In [0]:
import torch
import torch.nn as nn
import torch.nn.functional as F
import torchvision
import torchvision.transforms as transforms
import sklearn.metrics as metrics

We'll first demonstrate some essential features of PyTorch which we'll use throughout. PyTorch is a general machine learning library that allows us to dynamically define computation graphs which we'll use to describe our models and their training processes.

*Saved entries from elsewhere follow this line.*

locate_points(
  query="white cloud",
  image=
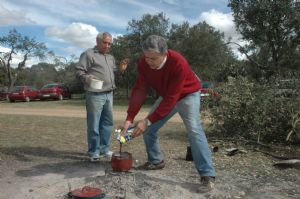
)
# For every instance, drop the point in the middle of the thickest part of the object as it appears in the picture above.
(8, 17)
(77, 34)
(224, 23)
(17, 58)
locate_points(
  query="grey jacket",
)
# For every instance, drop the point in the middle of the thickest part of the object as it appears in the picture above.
(102, 66)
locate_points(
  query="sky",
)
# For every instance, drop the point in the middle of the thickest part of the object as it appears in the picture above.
(68, 27)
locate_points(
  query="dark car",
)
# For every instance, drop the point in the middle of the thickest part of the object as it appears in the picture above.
(54, 91)
(23, 93)
(207, 89)
(3, 93)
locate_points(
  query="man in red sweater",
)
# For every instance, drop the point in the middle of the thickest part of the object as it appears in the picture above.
(169, 74)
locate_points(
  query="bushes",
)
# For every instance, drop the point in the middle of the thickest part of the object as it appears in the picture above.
(250, 109)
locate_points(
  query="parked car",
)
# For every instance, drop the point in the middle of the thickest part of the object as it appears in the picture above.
(54, 91)
(23, 93)
(207, 89)
(3, 95)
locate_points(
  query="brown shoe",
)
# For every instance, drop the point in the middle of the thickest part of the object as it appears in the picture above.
(150, 166)
(207, 184)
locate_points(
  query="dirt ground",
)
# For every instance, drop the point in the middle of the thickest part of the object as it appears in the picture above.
(46, 173)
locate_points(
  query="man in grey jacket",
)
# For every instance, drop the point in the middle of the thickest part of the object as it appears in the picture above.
(97, 63)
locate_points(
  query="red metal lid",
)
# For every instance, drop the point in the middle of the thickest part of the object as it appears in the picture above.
(86, 192)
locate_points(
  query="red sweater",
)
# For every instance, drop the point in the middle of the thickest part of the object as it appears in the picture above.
(172, 82)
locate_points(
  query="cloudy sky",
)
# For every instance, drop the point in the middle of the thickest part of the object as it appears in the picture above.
(70, 26)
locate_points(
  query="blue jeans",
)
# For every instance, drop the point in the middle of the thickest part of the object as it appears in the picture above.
(99, 122)
(188, 109)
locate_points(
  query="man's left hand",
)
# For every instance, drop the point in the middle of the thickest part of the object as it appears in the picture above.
(123, 64)
(140, 127)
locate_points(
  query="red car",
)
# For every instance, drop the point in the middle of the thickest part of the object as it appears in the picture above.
(23, 93)
(54, 91)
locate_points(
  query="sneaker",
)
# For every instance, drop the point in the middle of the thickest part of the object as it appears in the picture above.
(207, 184)
(108, 154)
(150, 166)
(94, 159)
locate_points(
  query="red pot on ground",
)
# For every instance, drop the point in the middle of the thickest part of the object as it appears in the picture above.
(121, 161)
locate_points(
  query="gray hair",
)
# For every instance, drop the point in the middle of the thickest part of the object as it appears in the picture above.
(102, 35)
(155, 43)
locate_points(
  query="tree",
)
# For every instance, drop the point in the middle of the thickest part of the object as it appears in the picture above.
(203, 46)
(18, 44)
(273, 31)
(130, 44)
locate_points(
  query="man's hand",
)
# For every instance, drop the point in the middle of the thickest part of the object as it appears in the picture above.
(123, 64)
(126, 126)
(88, 79)
(140, 127)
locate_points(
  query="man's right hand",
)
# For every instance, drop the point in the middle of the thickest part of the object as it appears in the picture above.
(88, 79)
(126, 125)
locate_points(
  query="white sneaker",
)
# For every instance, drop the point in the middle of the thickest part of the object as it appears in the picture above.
(94, 159)
(108, 154)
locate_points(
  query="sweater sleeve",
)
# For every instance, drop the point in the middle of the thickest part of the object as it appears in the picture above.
(138, 97)
(175, 85)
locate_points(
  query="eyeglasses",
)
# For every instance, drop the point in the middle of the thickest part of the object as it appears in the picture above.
(107, 43)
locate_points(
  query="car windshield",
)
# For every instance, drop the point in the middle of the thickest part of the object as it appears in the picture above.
(206, 84)
(50, 86)
(18, 88)
(287, 84)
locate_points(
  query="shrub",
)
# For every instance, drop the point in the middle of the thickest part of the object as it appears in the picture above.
(251, 110)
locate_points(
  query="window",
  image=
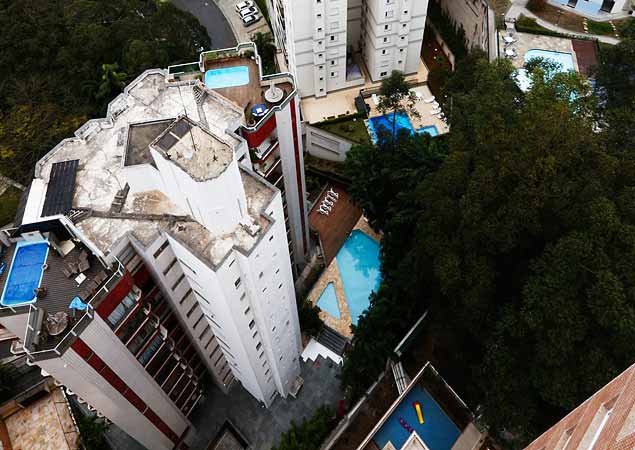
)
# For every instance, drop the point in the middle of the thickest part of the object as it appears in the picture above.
(178, 281)
(122, 310)
(187, 294)
(160, 249)
(167, 269)
(606, 414)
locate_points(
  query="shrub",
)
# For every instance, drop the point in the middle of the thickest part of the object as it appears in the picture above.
(310, 434)
(600, 28)
(536, 6)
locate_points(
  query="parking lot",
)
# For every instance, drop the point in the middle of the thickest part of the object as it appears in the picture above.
(223, 24)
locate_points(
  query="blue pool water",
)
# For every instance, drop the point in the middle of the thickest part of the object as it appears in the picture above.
(437, 431)
(227, 77)
(564, 59)
(358, 262)
(430, 129)
(328, 301)
(25, 273)
(402, 123)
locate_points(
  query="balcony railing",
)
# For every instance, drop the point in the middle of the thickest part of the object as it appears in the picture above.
(58, 345)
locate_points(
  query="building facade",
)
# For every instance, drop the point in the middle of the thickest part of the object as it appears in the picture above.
(338, 44)
(605, 421)
(165, 242)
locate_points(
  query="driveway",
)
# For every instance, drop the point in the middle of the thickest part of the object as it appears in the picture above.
(224, 26)
(212, 18)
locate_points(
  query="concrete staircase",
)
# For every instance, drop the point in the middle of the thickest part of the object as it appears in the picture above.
(332, 340)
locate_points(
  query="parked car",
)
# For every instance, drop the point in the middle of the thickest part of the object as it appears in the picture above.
(243, 5)
(247, 12)
(251, 19)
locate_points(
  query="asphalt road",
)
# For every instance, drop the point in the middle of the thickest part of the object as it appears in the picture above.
(212, 18)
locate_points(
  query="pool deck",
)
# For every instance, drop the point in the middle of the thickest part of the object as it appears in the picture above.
(332, 275)
(251, 93)
(526, 42)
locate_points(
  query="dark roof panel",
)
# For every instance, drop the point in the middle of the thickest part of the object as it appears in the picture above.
(59, 195)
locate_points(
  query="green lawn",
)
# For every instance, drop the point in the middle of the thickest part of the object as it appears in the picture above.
(353, 130)
(603, 28)
(9, 204)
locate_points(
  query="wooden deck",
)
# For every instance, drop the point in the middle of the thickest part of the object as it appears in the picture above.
(250, 94)
(334, 228)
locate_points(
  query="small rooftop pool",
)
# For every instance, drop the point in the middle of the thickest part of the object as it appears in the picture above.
(227, 77)
(25, 273)
(437, 431)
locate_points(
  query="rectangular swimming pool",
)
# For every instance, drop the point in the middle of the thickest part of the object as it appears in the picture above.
(359, 266)
(25, 273)
(227, 77)
(437, 431)
(402, 122)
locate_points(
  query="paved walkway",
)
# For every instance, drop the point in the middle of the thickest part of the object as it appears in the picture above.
(519, 7)
(260, 426)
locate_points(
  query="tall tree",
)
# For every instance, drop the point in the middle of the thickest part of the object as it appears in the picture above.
(396, 97)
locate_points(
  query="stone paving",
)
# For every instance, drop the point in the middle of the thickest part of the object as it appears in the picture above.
(44, 425)
(332, 275)
(262, 427)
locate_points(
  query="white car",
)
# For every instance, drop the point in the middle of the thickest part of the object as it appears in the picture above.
(251, 19)
(247, 12)
(243, 5)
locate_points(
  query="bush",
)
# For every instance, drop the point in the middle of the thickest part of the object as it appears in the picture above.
(600, 28)
(536, 6)
(310, 434)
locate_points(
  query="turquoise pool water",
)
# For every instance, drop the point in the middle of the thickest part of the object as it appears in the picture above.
(430, 129)
(402, 122)
(565, 60)
(358, 263)
(328, 301)
(437, 431)
(227, 77)
(25, 273)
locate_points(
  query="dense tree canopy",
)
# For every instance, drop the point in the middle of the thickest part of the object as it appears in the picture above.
(63, 60)
(522, 243)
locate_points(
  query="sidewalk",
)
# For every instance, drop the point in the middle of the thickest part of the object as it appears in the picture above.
(519, 8)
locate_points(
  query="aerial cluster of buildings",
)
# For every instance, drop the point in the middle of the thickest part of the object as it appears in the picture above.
(160, 247)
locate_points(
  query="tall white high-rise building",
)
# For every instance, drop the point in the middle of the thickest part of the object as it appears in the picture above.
(338, 44)
(152, 249)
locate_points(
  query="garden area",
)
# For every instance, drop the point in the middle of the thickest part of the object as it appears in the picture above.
(350, 127)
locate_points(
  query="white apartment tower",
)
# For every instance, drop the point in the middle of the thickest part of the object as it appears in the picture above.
(160, 251)
(337, 44)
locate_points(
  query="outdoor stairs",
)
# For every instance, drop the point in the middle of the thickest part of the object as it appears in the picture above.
(332, 340)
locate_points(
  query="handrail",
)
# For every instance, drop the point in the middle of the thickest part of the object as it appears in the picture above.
(79, 326)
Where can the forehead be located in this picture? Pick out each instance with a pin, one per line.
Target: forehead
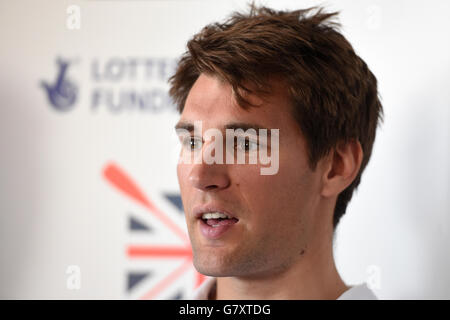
(212, 101)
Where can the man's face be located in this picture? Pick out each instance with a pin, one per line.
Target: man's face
(275, 213)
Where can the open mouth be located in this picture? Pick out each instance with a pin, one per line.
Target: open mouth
(215, 224)
(217, 219)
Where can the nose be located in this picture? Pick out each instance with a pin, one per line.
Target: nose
(209, 177)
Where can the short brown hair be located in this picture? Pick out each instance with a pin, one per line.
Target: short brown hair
(334, 94)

We'll start by importing everything we need:

# Graph Neural Networks

In this tutorial, we will explore the implementation of graph neural networks and investigate what representations these networks learn. Along the way, we'll see how PyTorch Geometric and TensorBoardX can help us with constructing and training graph models.

# Preliminaries: PyTorch

We'll first download and load in a dataset (here the MNIST handwritten digits dataset) through the `DataLoader` utility:

In [0]:
BATCH_SIZE = 64

## transformations
transform = transforms.Compose([transforms.ToTensor()])

## download and load training dataset
trainset = torchvision.datasets.MNIST(root='./data', train=True,
                                        download=True, transform=transform)
trainloader = torch.utils.data.DataLoader(trainset, batch_size=BATCH_SIZE,
                                          shuffle=True, num_workers=2)

## download and load testing dataset
testset = torchvision.datasets.MNIST(root='./data', train=False,
                                       download=True, transform=transform)
testloader = torch.utils.data.DataLoader(testset, batch_size=BATCH_SIZE,
                                         shuffle=False, num_workers=2)

In [0]:
print(len(trainset))
print(trainset[10])

Our goal here will be to train a model to classify digits based on their pictures. Let's define the model we'll use for this task, which will consist of a convolutional layer followed by two fully-connected layers. Our model is a subclass of `nn.Module`; modules must implement a `forward()` function which defines exactly what operations get applied to the inputted data.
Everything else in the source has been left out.